Finances read from your inbox
Banks have no open API. This service reads the emails they send anyway.
The problem
I could never keep my finances organized. I tried several apps and they all ended the same way: either I logged every expense by hand, or I entered it twice —once in the bank, once in the app. That friction meant I'd stay motivated for three days and then quit. What I needed was to have my spending organized on its own, with the least human intervention possible; if the system forces me to enter something, it already lost.
The solution
I realized something obvious that was right in front of me: my bank emails me for every transaction. If that already arrives on its own, why was I typing it in by hand? The initial idea was to parse those emails so each one became a row —amount, merchant, date— without me touching anything. Then, with the AI boom, it occurred to me to go one step further: use a model to predict which category each merchant belongs to. It's not 100% accurate, but the trick is how it learns: once the system knows a merchant's category, it never asks the AI again. That gives me two wins: I stop accepting categories over and over, and I don't waste tokens for nothing. Basically, it gets more efficient and cheaper the more you use it.
Technical decisions
Read the email, don't wait for an API
Banks expose no API, but they do send an email for every transaction. Work with what exists, not with the ideal.
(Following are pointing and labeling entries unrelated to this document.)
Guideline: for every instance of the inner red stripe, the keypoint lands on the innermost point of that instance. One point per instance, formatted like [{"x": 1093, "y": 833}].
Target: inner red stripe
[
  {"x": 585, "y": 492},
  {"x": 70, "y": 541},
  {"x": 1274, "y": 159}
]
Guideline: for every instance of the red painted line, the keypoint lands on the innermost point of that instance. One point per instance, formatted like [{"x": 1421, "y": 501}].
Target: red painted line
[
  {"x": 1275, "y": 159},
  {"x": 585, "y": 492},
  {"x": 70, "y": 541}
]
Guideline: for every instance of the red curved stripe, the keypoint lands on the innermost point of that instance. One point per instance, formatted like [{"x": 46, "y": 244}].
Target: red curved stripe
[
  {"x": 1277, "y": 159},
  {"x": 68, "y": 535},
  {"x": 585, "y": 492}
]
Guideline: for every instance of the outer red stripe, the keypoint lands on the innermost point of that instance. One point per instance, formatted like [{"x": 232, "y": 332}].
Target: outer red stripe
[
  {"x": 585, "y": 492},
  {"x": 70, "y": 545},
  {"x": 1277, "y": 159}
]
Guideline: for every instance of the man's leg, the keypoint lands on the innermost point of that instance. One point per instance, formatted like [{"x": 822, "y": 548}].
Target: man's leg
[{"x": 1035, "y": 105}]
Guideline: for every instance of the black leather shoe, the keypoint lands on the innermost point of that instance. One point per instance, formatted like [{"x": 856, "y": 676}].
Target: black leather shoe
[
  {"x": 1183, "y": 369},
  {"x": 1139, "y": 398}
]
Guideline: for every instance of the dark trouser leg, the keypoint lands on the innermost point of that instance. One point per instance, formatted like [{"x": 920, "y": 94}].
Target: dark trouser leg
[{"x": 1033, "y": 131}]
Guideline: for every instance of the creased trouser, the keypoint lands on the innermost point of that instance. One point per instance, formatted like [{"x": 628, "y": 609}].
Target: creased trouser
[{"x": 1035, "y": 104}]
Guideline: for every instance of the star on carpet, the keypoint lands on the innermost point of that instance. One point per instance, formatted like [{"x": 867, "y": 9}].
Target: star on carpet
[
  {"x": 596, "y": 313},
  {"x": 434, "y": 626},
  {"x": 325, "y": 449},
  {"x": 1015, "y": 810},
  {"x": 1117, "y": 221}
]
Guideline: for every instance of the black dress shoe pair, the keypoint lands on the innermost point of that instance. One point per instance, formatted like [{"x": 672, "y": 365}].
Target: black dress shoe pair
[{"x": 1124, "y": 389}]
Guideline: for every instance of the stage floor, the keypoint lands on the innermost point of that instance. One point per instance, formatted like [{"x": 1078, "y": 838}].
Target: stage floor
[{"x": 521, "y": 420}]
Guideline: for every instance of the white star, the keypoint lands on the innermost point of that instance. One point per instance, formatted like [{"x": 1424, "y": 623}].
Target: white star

Pluggable per-bank parsers
Adding a bank is implementing a parser; auth, AI and endpoints are already built.
Learn the category and stop asking
Once the system knows a merchant's category, it never queries the AI again: fewer manual confirmations and fewer tokens spent. Efficiency and savings that grow with use.
JWT auth + PWA frontend
The backend exposes a stateless JWT API and the frontend is a PWA: you use it like an app from your phone, which is where you actually check your spending.
Live
The PWA shows parsed transactions with their AI-suggested category.